Thirty years ago, primitive rock'n'roller The Legendary Stardust Cowboy inspired David Bowie to create his Ziggy Stardust alter ego. Now Bowie has summoned the so-called Ledge, born Norman Carl Odam, to play a rare British show at the South Bank's Meltdown festival. For the first five minutes he is hilarious: clicking his spurs, hollering over his one classic, Paralyzed, with batty gusto, hurling paper plates into the audience. Alas, the decibel level quickly spirals to distortion and the charm fades.
If an air of affable eccentricity hovers over the Ledge, Daniel Johnston is a more disturbing business entirely. Clearly fragile, he is a manic depressive whose songs are not so much tales of unrequited love as the nihilistic, obsessive poems of a troubled outsider, such as The Spook, a most aggressive plea for tolerance. A tubby figure dressed in a baggy T-shirt, sweatpants and what appear to be carpet slippers, Johnston plays wholly solo, aided only by a guitar and a lectern. His voice is that of a man much older than his 41 years. It cracks occasionally, but has the plaintive resonance of Nick Heyward or Stephen Duffy.
Mercifully, though, Johnston is not a freak show. His songs are conventionally structured and he has a real flair for melody. Mind Contorted and Casper the Friendly Ghost have dainty tunes, while the despondent Life in Vain trundles along in the merry manner of His Latest Flame.
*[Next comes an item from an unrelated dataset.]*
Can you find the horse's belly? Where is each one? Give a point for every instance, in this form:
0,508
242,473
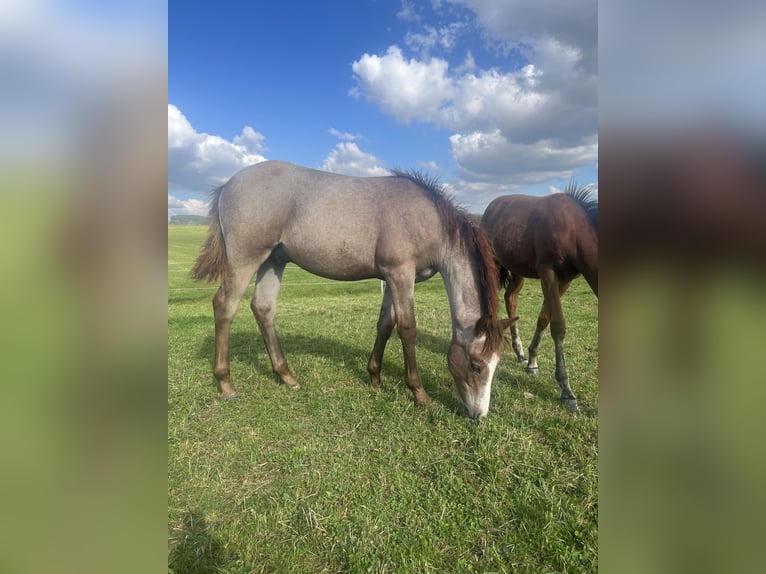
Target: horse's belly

While Johnston the songwriter needs careful nurturing, clearly Johnston the man could also do with a little assistance. Eventually his equilibrium is disturbed by a gaggle of insensitive buffoons loudly demanding his best-known song, Speeding Motorcycle ("I'm sorry, I don't have that one with me"). The set climaxes with a downbeat cover of Live and Let Die before a brief encore. The applause then is rapturous, but for Johnston it's too late. Although less than an hour has passed, he is gone for good.